YOUNG PATRICK DEMPSEY. His name is Ronald and he’s the biggest nerd going. A popular girl goes out with him, betting with her mates that she can make him cool. They fall in love.  Another film trying to show that you don’t have to be restricted by your stereotype. And who can forget this scene… THE LAWNMOWER SCENE.





6. Die Hard

Bruce Willis in his prime. John McClane is my favourite police officer of all time. He’s so badass. YIPEE KI YAY. Also, this may sound weird, but all of the Die Hard films always get me in the mood for Christmas.





7. Stand By Me


Four boys go on a hike to find a dead body. Despite being an adaptation of a Stephen King novel, it’s heartwarming rather than gruesome. It’s about the transition from boy to man – or innocence to wisdom – and captures the vulnerability of masculinity and relationships. Another one of my favourites.





8. Ferris Bueller’s Day Off


“Life moves pretty fast. If you don’t stop and look around once in a while, you could miss it.”

You’ll watch this film, and the first time will probably dream of having a day out like this. You can’t help but love Ferris’ charm and feel for Cameron’s pure anxieties.

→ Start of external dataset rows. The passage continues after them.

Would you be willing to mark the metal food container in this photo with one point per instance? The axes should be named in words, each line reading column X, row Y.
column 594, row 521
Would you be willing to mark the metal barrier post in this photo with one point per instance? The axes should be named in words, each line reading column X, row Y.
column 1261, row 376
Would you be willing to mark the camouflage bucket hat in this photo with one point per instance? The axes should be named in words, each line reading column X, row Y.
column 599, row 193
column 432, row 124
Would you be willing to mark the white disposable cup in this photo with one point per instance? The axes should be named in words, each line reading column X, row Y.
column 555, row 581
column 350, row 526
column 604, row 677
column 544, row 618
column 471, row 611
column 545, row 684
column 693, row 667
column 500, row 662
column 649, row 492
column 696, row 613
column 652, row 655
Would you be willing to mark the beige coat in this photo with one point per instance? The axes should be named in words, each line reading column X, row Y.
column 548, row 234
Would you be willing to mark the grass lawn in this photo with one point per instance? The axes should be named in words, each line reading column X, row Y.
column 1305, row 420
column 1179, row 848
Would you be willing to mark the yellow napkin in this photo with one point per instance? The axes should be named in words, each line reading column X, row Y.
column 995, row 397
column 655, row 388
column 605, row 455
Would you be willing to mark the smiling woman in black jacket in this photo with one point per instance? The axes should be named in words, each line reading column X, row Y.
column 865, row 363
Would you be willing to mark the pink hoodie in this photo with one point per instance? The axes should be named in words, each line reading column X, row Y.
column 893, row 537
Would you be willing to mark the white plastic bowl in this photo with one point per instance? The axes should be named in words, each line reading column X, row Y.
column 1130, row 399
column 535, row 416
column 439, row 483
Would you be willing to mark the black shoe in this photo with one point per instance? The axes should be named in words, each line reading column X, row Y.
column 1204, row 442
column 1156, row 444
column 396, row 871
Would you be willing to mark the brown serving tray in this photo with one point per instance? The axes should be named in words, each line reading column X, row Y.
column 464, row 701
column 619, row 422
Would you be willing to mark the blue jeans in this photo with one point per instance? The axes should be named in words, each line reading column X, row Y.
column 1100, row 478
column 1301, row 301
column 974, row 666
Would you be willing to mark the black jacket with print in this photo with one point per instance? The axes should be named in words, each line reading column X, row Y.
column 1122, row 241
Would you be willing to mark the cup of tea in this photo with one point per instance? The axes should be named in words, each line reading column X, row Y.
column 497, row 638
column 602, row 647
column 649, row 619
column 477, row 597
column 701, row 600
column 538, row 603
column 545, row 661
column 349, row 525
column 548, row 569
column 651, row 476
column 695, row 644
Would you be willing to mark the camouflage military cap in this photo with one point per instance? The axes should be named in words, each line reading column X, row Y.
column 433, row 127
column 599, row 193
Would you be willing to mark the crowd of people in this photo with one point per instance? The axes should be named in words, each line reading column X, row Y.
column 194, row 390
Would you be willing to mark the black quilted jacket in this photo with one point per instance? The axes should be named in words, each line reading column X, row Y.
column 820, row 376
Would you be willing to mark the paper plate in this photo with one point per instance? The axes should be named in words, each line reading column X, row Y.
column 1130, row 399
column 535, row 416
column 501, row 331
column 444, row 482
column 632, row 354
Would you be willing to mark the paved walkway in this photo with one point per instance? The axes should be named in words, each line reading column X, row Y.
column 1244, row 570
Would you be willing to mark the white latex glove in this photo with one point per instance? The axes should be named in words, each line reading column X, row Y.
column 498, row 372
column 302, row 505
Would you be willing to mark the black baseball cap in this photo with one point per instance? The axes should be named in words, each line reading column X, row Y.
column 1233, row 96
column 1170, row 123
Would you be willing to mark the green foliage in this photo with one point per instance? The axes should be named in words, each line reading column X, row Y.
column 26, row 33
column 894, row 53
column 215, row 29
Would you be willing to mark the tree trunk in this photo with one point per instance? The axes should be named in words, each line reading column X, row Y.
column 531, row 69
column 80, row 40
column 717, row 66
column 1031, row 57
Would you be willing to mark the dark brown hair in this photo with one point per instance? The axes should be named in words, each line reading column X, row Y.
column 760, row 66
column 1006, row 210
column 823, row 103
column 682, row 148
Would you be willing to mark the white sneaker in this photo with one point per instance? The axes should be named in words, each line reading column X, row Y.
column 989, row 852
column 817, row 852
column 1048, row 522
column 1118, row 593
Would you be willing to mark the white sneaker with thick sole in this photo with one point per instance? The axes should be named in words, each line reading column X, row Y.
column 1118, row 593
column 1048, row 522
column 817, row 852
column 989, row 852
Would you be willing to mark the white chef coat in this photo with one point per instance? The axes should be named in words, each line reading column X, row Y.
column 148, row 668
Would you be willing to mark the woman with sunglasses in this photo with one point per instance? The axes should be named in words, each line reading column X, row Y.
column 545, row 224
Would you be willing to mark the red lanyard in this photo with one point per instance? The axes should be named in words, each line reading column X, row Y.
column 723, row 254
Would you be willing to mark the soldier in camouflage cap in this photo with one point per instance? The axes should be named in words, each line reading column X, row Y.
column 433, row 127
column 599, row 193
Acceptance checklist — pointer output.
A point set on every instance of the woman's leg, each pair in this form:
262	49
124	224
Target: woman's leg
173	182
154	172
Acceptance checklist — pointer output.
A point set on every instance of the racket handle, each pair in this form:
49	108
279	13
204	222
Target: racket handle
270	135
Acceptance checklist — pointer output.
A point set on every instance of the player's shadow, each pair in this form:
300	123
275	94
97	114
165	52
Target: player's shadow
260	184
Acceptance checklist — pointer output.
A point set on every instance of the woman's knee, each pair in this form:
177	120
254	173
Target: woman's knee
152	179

Just. Watch. It. Even if it’s just for this scene.





9. Pretty in Pink



Another one of John Hughes’ brilliant and heartwarming coming of age films that tries its best to reject stereotypes. I love John Hughes. And I love Duckie.





10. Say Anything


I know that the name of this film is Say Anything, but I am not going to say anything about this film (I’m funny, right?) except that I never thought it was possible to fancy John Cusack… then I watched this film and fell in love with him. You think it’s over, but it’s not. It’s just not. In fact, Lloyd Dobbler set expectations too high for men. It’s his fault. Everyone blame Lloyd.



11. St Elmo’s Fire

Now, thist-elmos-fire-movie-poster-1985-1020191845s. This is my favourite film. It just breaks my heart every time, while making me laugh and cry. It makes you think and it makes you feel. It takes you on a journey into adulthood while emphasising the importance of maintaining relationships and retaining a part of your adolescence. If Rob Lowe and Demi Moore’s scene at the end of the film doesn’t make you feel things, are you human?



12. Top Gun


Tom Cruise. Val Kilmer. Need I say more?

Maverick and Goose are sent to Top Gun school for aviators where Maverick and Iceman become rivals. Does that make sense to you? WATCH IT. Oh, and don’t get too attached to any characters…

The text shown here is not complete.